The camera adores Cotillard’s face; she’s more of a stunner than Piaf herself (and Dahan can’t be blamed for wanting to look at her forever), but what really matters is magnetism. The endlessly allusive, ruefully jaunty charisma radiating from her heavy-lidded eyes seems congruent with that of the sparrow’s voice, which Cotillard lip-synchs easily and impressively. Better still, she makes good, strong choices to show how the life Piaf absorbed informed the artist she became. Actually, the actor is much more efficient about this than her director, who inclines to saturating every scene with decadent gestures and dwelling on the significance of heavy emotions. Such bracingly vinegary music doesn’t need so honeyed an elaboration.

Unnecessarily, the movie reminds us to consider Piaf as the proto-diva, but Cotillard goes confidently deeper, also presenting her credentials as a progenitor of rock (oversharing about her own sexual development, at once accelerated and arrested), of rap (solemnizing the street life of pimps and hos), and even emo (sad and sultry, she was a ravaged waif, not even 5 feet tall, not even 100 pounds).

At her disposal is a standard array of biopic set pieces: the forcible discovery of Edith’s talent by her father (Jean-Paul Rouve) on a street corner; the career launch from club owner Louis Leplée (Gérard Depardieu, perhaps inevitably); the Pygmalion dynamics of her training (eventually, when denied some indulgence or other, she snaps, “I can’t? Then what’s the point of being Edith Piaf?”); the breakthrough of technique, by which her hands became part of her voice; the benders of her youth, the morphine addiction later; and so on.

La Vie en Rose jumps around through Piaf’s lifetime and takes too much of ours. Establishing the earned authority by which she famously sang of having no regrets requires so much preparation that it becomes—regrettably—a slog to wait for her to do it. Cinematically, Dahan seems better off within his protagonist’s febrile, drug-addled death-bed recollections, where the movie simply gives itself over to a flow of imagery and music—as when St.
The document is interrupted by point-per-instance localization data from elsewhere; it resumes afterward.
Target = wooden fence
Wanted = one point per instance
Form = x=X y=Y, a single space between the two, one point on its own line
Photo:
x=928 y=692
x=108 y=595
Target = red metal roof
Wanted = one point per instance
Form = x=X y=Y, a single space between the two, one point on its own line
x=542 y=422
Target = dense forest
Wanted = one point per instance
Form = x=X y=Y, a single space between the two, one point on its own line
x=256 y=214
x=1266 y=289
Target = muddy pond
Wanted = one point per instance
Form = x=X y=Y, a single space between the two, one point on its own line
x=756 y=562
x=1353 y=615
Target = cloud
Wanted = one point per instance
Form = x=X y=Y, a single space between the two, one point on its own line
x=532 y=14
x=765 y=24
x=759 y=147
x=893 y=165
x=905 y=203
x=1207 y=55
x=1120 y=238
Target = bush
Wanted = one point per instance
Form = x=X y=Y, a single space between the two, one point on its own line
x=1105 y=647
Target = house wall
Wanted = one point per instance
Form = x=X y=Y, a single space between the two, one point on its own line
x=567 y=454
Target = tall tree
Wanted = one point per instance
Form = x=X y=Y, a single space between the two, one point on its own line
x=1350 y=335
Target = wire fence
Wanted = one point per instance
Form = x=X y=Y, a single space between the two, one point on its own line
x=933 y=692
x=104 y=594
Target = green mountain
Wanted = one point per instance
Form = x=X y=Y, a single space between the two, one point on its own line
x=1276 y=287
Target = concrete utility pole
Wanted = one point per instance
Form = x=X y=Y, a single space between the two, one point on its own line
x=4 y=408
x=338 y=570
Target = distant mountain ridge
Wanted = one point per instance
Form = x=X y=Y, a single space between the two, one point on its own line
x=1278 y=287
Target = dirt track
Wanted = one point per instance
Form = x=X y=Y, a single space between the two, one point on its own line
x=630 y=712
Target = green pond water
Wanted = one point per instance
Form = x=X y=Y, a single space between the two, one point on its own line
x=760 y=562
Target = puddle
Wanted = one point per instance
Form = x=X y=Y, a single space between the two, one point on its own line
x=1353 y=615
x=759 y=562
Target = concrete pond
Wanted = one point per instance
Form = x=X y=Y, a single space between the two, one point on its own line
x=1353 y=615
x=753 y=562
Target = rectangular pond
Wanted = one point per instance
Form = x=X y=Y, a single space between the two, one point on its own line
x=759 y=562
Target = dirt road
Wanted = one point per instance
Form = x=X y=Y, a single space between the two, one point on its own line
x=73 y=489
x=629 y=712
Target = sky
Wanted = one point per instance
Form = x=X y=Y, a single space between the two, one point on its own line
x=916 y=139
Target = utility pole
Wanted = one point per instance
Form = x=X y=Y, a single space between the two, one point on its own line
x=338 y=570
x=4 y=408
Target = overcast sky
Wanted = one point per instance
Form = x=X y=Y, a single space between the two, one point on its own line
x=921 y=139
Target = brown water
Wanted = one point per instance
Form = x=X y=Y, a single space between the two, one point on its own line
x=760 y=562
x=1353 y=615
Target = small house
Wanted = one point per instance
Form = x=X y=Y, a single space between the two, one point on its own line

Therese de Lisieux appears to her in a fire-breather’s cloud, or when, in what serves as the film’s climax, her assimilation of some especially tragic news becomes a dream and then a performance. This latter scene is so elegantly staged that it could stand alone as a short film and still feel like the definitive Piaf movie.

But maybe a movie can’t even get at what Piaf really means to us. Maybe cinema’s too barefaced and literal for that task. Even, especially now, only her music seems adequately descriptive, the perfect ephemeral braid of fact and legend.